К сожалению, опасения его вполне оправдались. Прибытие его преосвященства переполошило всю аудиторию, все головы повернулись к предназначенной для кардинала эстраде, и из всех уст раздались восклицания:
– Кардинал! Кардинал!
Несчастный пролог был прерван вторично.
Кардинал остановился на минуту у входа на эстраду и обвел аудиторию довольно равнодушным взором. Шум усилился; всякий хотел видеть кардинала, вставал, поднимался на носки.
И, действительно, кардинал был достоин того, чтобы привлечь к себе всеобщее внимание. Карл, кардинал Бурбон, архиепископ и граф Лионский, примас Галлии, находился одновременно в родственных отношениях и с Людовиком XI, через брата своего Пьера, герцога Боже, женатого на старшей дочери короля, и с Карлом Смелым, герцогом Бургундским, по матери своей, Анне Бургундской. А между тем, преобладающим и выдающимся отличительным качеством характера примаса Галлии были раболепие перед властью и низкопоклонство. Можно представить себе многочисленные затруднения, возникавшие для него из его двойного родства. Сколько подводных камней ему приходилось обходить, чтобы не разбить свое духовное судно ни об Людовика, ни об Карла, чтобы миновать и Харибду и Сциллу, эту Сциллу, пожравшую уже герцога Немурского и коннетабля Сен-Поля.
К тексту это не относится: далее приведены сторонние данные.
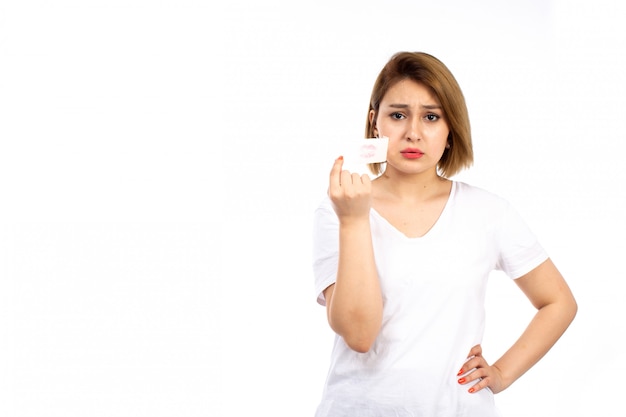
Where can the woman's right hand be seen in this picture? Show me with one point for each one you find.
(350, 193)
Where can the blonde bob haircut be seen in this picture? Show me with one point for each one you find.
(431, 72)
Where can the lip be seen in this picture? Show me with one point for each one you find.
(412, 153)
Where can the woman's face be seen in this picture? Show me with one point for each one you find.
(411, 116)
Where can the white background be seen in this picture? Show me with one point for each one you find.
(160, 162)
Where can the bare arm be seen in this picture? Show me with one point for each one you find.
(556, 308)
(354, 302)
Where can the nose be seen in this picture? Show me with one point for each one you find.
(414, 131)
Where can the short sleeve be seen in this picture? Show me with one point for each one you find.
(519, 249)
(325, 248)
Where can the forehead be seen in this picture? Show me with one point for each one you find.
(410, 92)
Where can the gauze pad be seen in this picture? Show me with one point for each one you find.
(369, 151)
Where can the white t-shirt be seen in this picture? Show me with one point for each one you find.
(433, 293)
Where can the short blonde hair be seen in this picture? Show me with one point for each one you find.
(431, 72)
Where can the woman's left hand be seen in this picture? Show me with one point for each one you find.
(479, 374)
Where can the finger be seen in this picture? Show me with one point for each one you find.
(476, 351)
(482, 383)
(335, 172)
(346, 178)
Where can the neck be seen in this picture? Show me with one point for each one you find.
(412, 187)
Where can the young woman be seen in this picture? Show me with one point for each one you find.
(401, 263)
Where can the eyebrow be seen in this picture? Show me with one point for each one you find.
(404, 106)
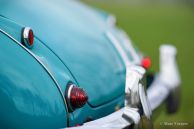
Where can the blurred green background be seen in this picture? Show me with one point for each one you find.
(152, 23)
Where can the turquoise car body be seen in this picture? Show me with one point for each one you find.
(70, 46)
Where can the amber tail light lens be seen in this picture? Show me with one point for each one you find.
(76, 97)
(146, 62)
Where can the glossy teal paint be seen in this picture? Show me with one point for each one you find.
(70, 41)
(76, 34)
(29, 98)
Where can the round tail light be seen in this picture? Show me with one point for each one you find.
(76, 97)
(146, 62)
(28, 37)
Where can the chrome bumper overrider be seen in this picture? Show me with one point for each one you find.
(139, 103)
Однако, ему, благодаря Бога, удалось совершить довольно счастливо свое путешествие и достигнуть кардинальской мантии, не потерпев серьезного крушения. Но хотя он добрался уже до гавани, и именно потому, что он добрался до гавани, он не мог спокойно вспоминать различных перипетий своей тревожной и бурной политической жизни. Он имел обыкновение говорить, что 1476 год был для него и черен, и бел, разумея под этим, что он лишился в этот год и матери своей, герцогини Бурбонской, и двоюродного брата своего, герцога Бургундского, и что последняя потеря утешила его за первую.
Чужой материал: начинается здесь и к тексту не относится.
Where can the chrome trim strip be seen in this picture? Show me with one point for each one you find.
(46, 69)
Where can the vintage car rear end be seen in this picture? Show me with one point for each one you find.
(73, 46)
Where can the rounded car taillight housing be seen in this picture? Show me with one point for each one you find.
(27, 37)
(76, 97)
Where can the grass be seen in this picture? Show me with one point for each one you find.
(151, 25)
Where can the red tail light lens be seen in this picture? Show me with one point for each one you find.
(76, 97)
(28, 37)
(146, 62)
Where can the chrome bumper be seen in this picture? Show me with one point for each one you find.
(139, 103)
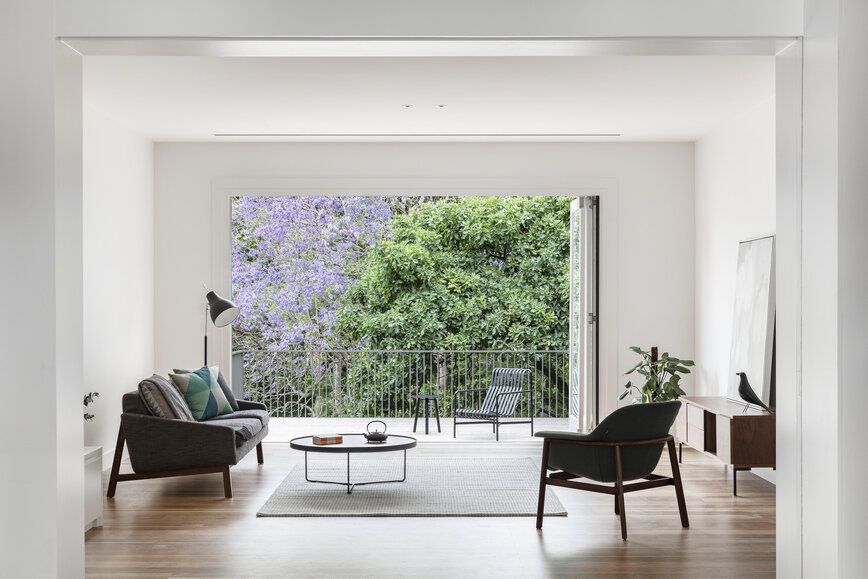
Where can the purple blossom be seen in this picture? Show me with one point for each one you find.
(292, 260)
Впрочем, это был человек добрый. Несмотря на свой духовный сан, он вел веселую жизнь, охотно попивал вино Шальо из королевских виноградников, ухаживал за Гишардой Ла-Гармуаз и Томазой Ла-Сальярд, любил благотворить более красивым девушкам, чем старухам, и за все это пользовался большою популярностью среди парижского населения. Он окружил себя особым маленьким двором, составленным из епископов и аббатов, принадлежавших к хорошим семействам, веселых, любезных и любивших пожуировать; и не раз набожные женщины прихода Сен– Жермен-Л'Оксерруа, проходя по вечерам под освещенными окнами Бурбонского дворца, были не мало скандализованы, слыша, как те же голоса, которые еще недавно распевали духовные песни во время вечерен, распевали, при чокании стаканов, застольную песенку папы Бенедикта XII: «Будем пить по-папски».
Эта-то, вполне заслуженная им популярность, избавила его, по всей вероятности, при появлении его в зале от всякого враждебного приема со стороны собравшейся здесь толпы, еще за минуту перед тем столь недовольной и нерасположенной относиться с особенным уважением к папе в тот самый день, когда она собиралась избрать папу. Но парижане – народ, вообще, не злопамятный; и к тому же, настояв на том, чтобы представление началось ранее прибытия кардинала, они чувствовали, что одержали победу над последним, с них было достаточно этого торжества. Наконец, кардинал Бурбонский был красавец собою, пурпурная мантия шла к нему как нельзя лучше, а из этого следует, что на его стороне были все женщины, т. е. добрая половина аудитории; а в глазах их было несправедливо и бестактно освистать такого красивого и нарядного кардинала только за то, что он заставил несколько подождать себя.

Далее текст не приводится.